Conseil d'État — Décision N° 503807

mercredi 12 novembre 2025

JuridictionConseil d'État
SectionSection du Contentieux
N° Dossier503807
ECLIECLI:FR:CECHS:2025:503807.20251112
TypeDécision
RecoursPlein contentieux
PublicationD
Formation8ème chambre jugeant seule
Avocat requérantSCP CELICE, TEXIDOR, PERIER

Texte intégral

Vu la procédure suivante :

La société en nom collectif (SNC) AER 2 a demandé au tribunal administratif de Cergy-Pontoise de prononcer la décharge des cotisations de taxe foncière sur les propriétés bâties, de taxe spéciale d’équipement, de taxe d’enlèvement des ordures ménagères et de taxe sur la gestion des milieux aquatiques et de prévention des inondations auxquelles elle a été assujettie au titre des années 2019 à 2022 dans les rôles de la commune de Courbevoie (Hauts-de-Seine), à raison d’un ensemble immobilier situé sur le territoire de cette commune. Par un jugement n°s 2204101, 2308871, 2403426 du 25 février 2025, le magistrat désigné par le président de ce tribunal a prononcé la réduction des cotisations établies au titre des années 2021 et 2022 à raison du seul immeuble sis 19 place des reflets, à concurrence de la différence entre ces cotisations et celles qui auraient dû être établies à raison d’une propriété non bâtie, et rejeté le surplus de ces demandes.

Par un pourvoi sommaire et un mémoire complémentaire, enregistrés les 25 avril et 25 juillet 2025 au secrétariat du contentieux du Conseil d’Etat, la société AER 2 demande au Conseil d’Etat :

1°) d’annuler l’article 2 de ce jugement en tant qu’il statue sur ses conclusions relatives aux cotisations de taxe foncière sur les propriétés bâties, de taxe d’enlèvement des ordures ménagères et de taxe sur la gestion des milieux aquatiques et de prévention des inondations auxquelles elle a été assujettie au titre des années 2019 à 2022 ;

2°) de renvoyer dans cette mesure l’affaire au tribunal administratif de Cergy-Pontoise ;

3°) de mettre à la charge de l’Etat la somme de 4 000 euros au titre de l’article L. 761-1 du code de justice administrative.

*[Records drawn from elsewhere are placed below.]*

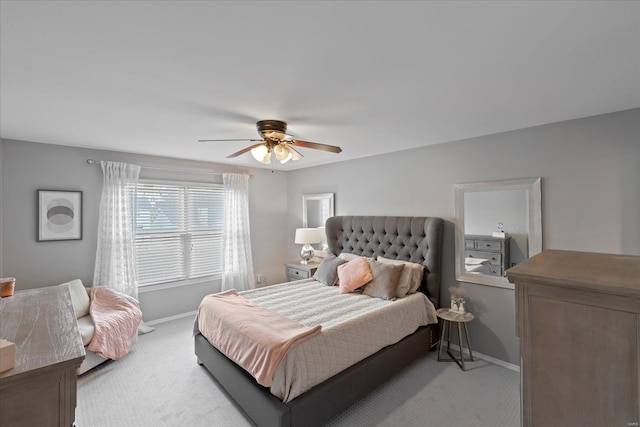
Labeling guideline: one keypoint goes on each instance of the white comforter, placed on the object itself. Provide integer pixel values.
(354, 327)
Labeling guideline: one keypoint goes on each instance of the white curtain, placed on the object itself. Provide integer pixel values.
(236, 245)
(115, 256)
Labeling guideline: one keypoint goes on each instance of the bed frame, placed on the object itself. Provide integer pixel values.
(415, 239)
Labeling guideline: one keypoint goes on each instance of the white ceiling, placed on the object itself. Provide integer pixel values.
(372, 77)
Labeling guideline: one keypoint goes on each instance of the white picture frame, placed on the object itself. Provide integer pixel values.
(59, 215)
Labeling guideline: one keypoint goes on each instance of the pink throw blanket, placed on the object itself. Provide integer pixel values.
(116, 318)
(254, 338)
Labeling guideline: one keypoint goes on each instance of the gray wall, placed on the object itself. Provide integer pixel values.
(28, 166)
(590, 170)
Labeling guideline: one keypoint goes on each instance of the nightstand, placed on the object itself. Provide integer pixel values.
(448, 317)
(297, 271)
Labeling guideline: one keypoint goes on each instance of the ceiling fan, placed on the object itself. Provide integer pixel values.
(276, 140)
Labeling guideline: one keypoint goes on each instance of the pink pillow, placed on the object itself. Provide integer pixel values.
(354, 274)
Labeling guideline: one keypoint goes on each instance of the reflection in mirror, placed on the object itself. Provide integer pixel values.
(316, 209)
(498, 226)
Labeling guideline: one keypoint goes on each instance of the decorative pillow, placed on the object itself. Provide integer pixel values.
(354, 274)
(327, 271)
(385, 280)
(350, 257)
(411, 276)
(79, 298)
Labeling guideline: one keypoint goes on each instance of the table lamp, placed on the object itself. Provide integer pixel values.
(306, 237)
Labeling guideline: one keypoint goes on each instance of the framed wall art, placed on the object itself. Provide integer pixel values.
(59, 215)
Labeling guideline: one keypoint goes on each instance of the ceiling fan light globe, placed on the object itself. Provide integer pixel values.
(267, 158)
(259, 152)
(286, 159)
(281, 152)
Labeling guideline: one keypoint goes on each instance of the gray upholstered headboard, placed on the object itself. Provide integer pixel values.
(415, 239)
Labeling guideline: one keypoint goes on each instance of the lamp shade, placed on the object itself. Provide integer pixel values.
(308, 236)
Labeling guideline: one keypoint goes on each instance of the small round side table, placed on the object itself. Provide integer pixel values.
(447, 317)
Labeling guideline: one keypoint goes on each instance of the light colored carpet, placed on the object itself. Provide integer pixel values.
(160, 384)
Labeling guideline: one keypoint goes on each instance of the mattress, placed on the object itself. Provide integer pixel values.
(354, 326)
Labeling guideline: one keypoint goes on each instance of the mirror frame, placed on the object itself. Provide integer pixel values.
(532, 186)
(318, 196)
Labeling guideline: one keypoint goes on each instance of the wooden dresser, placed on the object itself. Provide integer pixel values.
(578, 319)
(41, 389)
(495, 249)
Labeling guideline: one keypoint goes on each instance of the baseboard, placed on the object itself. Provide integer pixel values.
(170, 318)
(489, 359)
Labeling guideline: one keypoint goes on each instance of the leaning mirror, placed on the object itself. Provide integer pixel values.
(316, 209)
(498, 225)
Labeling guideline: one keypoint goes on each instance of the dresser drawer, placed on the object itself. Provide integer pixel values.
(495, 270)
(488, 245)
(297, 273)
(495, 258)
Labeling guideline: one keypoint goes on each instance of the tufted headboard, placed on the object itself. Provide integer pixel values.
(415, 239)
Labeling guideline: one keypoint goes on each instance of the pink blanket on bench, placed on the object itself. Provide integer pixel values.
(254, 338)
(116, 318)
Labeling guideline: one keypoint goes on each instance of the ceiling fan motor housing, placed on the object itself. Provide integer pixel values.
(272, 129)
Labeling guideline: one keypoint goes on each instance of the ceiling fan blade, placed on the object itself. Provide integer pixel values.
(229, 140)
(244, 150)
(316, 146)
(295, 154)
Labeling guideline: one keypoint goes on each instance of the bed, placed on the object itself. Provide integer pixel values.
(414, 239)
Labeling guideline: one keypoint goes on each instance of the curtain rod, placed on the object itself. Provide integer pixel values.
(97, 162)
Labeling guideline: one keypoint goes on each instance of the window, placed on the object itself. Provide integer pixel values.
(178, 231)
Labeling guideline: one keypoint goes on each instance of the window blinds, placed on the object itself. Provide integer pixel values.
(178, 232)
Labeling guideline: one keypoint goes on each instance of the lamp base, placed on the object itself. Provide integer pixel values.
(306, 254)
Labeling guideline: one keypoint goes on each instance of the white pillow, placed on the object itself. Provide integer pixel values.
(410, 278)
(79, 298)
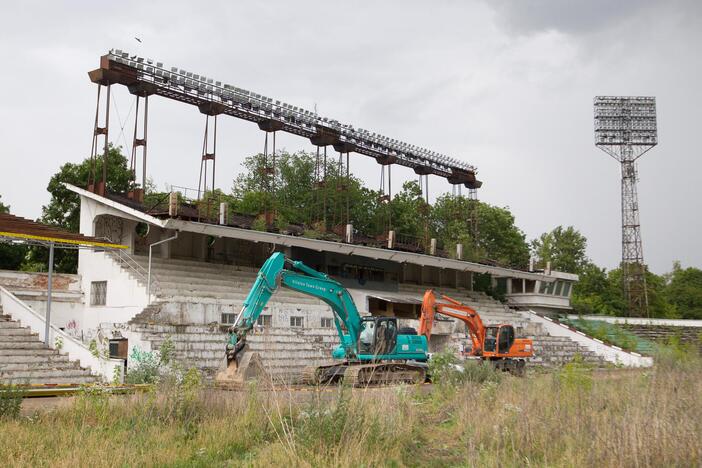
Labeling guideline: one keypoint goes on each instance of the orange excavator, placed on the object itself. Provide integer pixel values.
(494, 343)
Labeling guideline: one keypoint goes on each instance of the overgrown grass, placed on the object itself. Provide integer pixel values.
(574, 417)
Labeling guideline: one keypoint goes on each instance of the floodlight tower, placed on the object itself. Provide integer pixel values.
(625, 128)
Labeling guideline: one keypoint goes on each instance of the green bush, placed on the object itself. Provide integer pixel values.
(10, 401)
(446, 369)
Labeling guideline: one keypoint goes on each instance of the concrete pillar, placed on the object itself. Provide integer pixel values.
(200, 246)
(173, 204)
(391, 239)
(166, 246)
(223, 213)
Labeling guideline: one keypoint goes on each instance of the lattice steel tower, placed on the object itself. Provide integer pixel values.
(625, 128)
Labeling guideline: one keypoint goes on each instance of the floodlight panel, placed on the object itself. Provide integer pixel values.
(625, 120)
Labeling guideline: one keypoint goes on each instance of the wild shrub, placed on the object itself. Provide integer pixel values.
(10, 401)
(446, 369)
(147, 367)
(479, 371)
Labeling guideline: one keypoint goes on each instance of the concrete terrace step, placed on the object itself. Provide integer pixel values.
(6, 324)
(155, 260)
(25, 359)
(32, 358)
(15, 331)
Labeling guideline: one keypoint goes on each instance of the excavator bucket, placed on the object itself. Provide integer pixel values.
(247, 367)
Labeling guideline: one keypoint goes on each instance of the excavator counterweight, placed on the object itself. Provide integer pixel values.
(371, 349)
(494, 343)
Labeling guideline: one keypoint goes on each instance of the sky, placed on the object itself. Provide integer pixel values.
(505, 85)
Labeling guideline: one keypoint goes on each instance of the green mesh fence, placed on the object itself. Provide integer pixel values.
(612, 334)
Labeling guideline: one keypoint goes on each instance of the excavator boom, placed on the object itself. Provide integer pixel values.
(496, 343)
(369, 340)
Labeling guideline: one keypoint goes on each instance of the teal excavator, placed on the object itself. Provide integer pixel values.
(371, 349)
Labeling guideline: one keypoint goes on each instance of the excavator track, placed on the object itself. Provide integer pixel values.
(364, 375)
(383, 374)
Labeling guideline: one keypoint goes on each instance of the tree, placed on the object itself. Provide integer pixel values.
(684, 291)
(499, 240)
(563, 247)
(410, 213)
(297, 198)
(63, 209)
(11, 255)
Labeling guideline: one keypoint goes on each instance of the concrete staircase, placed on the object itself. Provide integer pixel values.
(192, 296)
(182, 280)
(26, 359)
(549, 351)
(285, 352)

Vu les autres pièces du dossier ;

Vu :

- le code général des impôts et le livre des procédures fiscales ;
- le code de justice administrative ;



Après avoir entendu en séance publique :

- le rapport de Mme Juliette Amar-Cid, maîtresse des requêtes,


- les conclusions de M. Charles-Emmanuel Airy, rapporteur public ;

La parole ayant été donnée, après les conclusions, à la SCP Célice, Texidor, Perier, avocat de la société AER 2 ;





Considérant ce qui suit :

1. Aux termes de l’article L. 822-1 du code de justice administrative : « Le pourvoi en cassation devant le Conseil d’État fait l’objet d’une procédure préalable d’admission. L’admission est refusée par décision juridictionnelle si le pourvoi est irrecevable ou n’est fondé sur aucun moyen sérieux. »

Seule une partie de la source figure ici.